Siendo la educación una herramienta fundamental para el desarrollo y avance de las distintas sociedades en cualquier parte del mundo, debido a que forma en valores y conocimientos a los ciudadanos, beneficiando su crecimiento personal, profesional y económico, y disminuyendo las desigualdades sociales, los niños con discapacidades o condiciones especiales no pueden estar excepto de ella.

Los niños y adolescentes con discapacidades y condiciones especiales tienen derecho a estudiar, trabajar y realizar sus vidas, puesto que, pese a sus limitaciones, cuentan con las capacidades para realizar sus deberes y asumir responsabilidades.

La educación especial o diferencial, busca potenciar al máximo el desarrollo social, educativo y laboral para que los niños tengan una mejor calidad de vida. Esta les brinda la atención que requieren para que puedan integrarse de manera satisfactoria a la sociedad y acceder a oportunidades en todos los ámbitos de su vida.

Con este sistema educativo, los niños y adolescentes tienen garantizada su formación académica, en un ambiente igualitario, donde se valora la diversidad como una potencialidad para el aprendizaje.

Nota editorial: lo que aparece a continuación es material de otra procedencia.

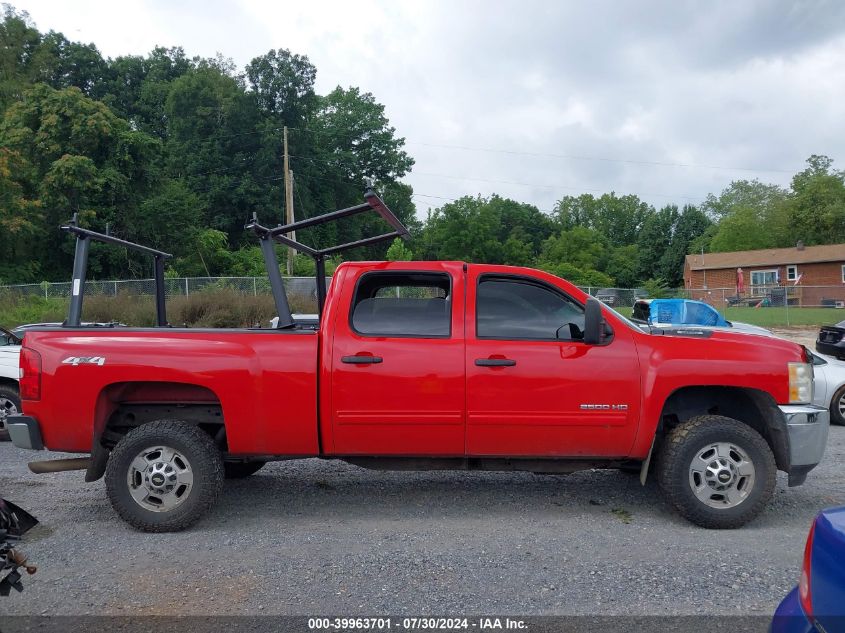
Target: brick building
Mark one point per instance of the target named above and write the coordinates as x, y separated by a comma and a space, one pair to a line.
811, 275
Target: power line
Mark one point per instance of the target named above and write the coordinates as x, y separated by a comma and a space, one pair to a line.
600, 158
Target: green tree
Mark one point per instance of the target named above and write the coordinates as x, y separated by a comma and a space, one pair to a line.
654, 240
619, 219
492, 230
283, 85
398, 252
76, 156
750, 215
690, 225
815, 211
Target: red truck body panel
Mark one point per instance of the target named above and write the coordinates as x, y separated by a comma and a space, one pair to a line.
427, 398
265, 381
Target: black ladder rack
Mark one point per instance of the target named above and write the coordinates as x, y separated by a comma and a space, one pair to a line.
280, 234
84, 237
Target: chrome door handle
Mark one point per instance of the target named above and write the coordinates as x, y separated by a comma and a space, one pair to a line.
361, 360
495, 362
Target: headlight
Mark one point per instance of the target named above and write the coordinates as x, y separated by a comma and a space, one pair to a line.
800, 383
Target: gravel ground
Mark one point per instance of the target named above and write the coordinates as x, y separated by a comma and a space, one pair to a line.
320, 537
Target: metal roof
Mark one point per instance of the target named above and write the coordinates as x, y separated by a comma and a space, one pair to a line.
768, 257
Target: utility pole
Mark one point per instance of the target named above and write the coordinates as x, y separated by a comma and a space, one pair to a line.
288, 200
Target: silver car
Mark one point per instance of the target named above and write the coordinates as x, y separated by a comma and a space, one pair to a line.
829, 386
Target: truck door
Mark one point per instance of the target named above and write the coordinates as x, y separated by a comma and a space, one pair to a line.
534, 388
397, 373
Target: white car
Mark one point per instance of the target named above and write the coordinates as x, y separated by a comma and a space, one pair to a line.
10, 400
829, 386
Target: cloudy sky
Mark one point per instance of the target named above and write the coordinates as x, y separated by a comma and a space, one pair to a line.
540, 99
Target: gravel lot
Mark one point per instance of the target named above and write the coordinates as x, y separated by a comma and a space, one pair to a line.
318, 537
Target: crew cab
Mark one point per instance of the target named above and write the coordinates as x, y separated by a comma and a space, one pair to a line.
422, 365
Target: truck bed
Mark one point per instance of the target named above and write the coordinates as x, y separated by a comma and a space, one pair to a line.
265, 382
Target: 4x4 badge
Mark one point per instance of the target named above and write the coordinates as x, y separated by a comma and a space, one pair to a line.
84, 360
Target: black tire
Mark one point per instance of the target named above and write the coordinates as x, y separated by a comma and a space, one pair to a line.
10, 402
239, 470
836, 416
686, 442
203, 459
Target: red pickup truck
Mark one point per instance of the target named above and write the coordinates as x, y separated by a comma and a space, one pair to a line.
424, 365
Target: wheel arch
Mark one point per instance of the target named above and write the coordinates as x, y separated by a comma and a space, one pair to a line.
10, 382
753, 407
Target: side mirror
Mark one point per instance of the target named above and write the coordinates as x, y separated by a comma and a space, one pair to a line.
594, 323
569, 332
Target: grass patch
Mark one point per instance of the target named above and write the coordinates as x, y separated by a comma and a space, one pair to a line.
775, 317
783, 317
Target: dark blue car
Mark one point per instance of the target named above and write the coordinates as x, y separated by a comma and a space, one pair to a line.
817, 604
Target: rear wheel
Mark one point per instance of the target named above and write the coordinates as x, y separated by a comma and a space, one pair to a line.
717, 472
239, 470
837, 407
10, 404
164, 476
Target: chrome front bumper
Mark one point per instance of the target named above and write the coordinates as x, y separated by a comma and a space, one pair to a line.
807, 426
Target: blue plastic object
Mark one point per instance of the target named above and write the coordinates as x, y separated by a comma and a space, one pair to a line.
827, 582
684, 312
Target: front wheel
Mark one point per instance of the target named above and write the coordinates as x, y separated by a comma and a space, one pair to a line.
717, 472
10, 404
837, 407
164, 476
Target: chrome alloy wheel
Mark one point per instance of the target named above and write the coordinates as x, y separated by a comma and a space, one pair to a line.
7, 408
721, 475
160, 479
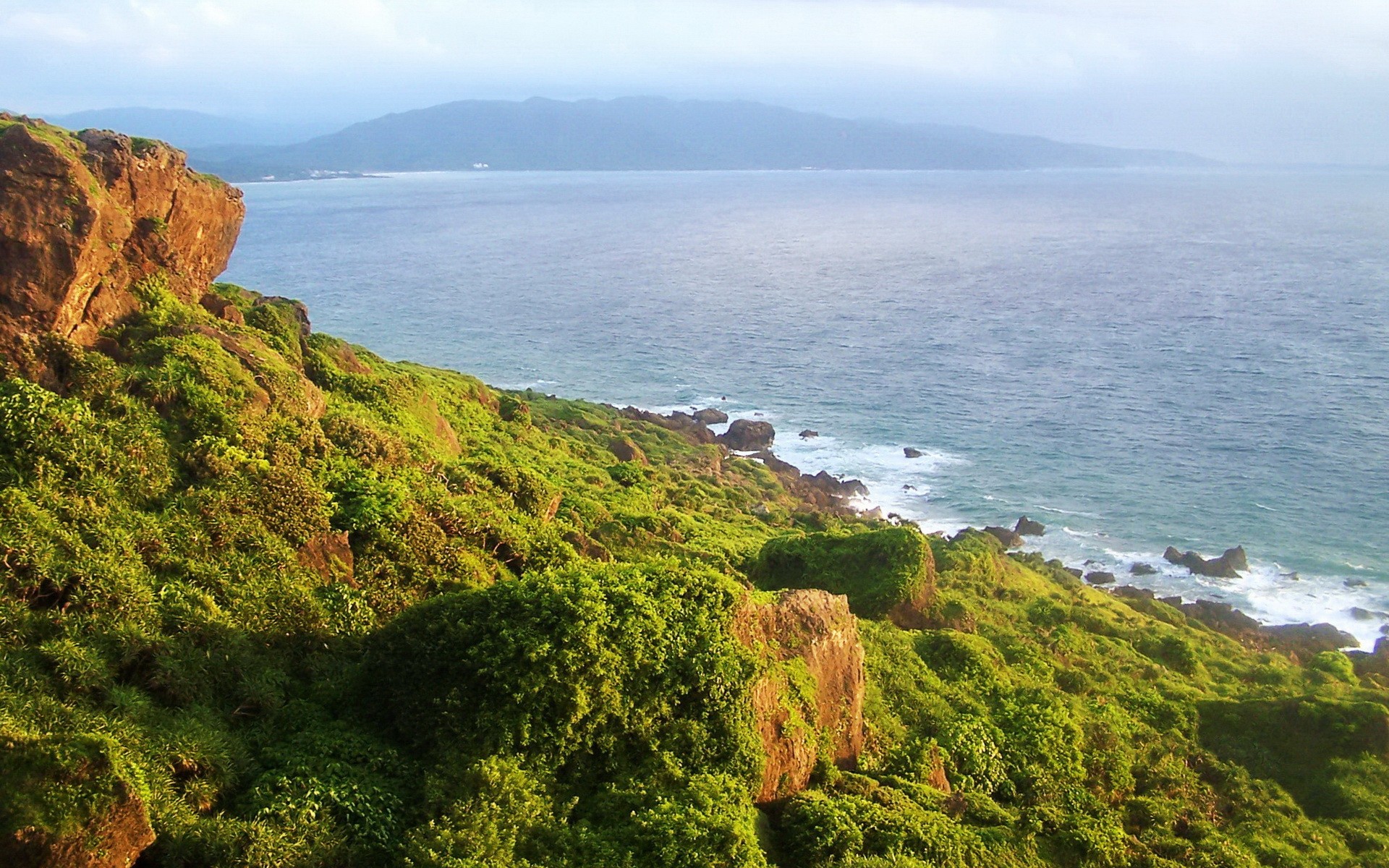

La educación diferencial es importante debido a que con ella se refuerza las capacidades de cada uno de los infantes, permitiéndoles desarrollar sus habilidades y alcanzar sus objetivos, superando las barreras que se presentan en el camino. Esto influye de manera positiva en su autoestima, haciendo que incrementen el respeto hacia sí mismos y logren llevar adelante una vida autónoma.

Es por ello que tanto el Estado, los padres y las escuelas deben garantizar el acceso a la educación especial a los niños y adolescentes que lo requieran para lograr la máxima integración e inclusión social en aras de avanzar al desarrollo sostenible del país.